A Material Transfer Agreement (MTA) is a type of contract that covers the transfer of materials from one party to another. They can be used for all types of material, but in clinical research they are most commonly associated with the transfer of human biomaterials. A MTA will set out who is the owner of the material being provided and the permitted use of the materials in question for the other party. A MTA can be either “Outgoing” where the University is providing the materials or “Incoming” where we are receiving materials.

If you intend on transferring human biomaterial a MTA must be in place prior to samples being shipped to or from the University.
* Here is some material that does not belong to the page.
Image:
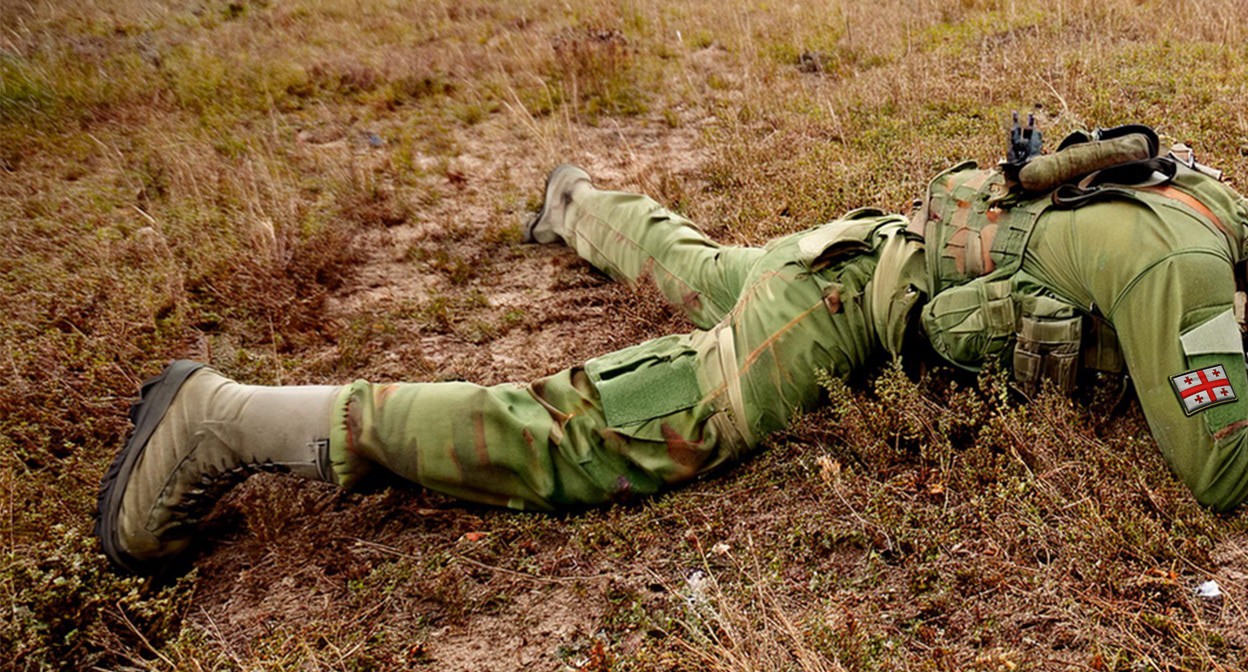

For trials and studies which have been approved by the Health Research Authority, material transfer may be covered by Appendix 3 of the Organisation Information Document (OID - formerly the Statement of Activities) – Material Transfer Provisions, which allows the Sponsor and participating organisations to agree to the transfer of human biomaterial (including relevant material as defined by the Human Tissue Act). For more information please see the OID guidance (PDF - 267KB). The material transfer may also be included in the Clinical Trial Agreement. However, if the transfer of human biomaterial is not covered by the either of these or the research is not being approved by the HRA, please contact UoB Contracts Team for support.

What is Good Manufacturing Practice (GMP)?

Good Manufacturing Practice (GMP) is a recognised standard for pharmaceutical manufacturing, processing, packing, release and holding ensuring medicinal products are consistently produced and controlled. The University of Birmingham has a GMP facility: the Medicines Manufacturing Facility (MMF) that  includes the Cell Therapy Suite (CTS), the Microbiome Treatment Centre (MTC) and the Healthcare Technologies Institute (HTI).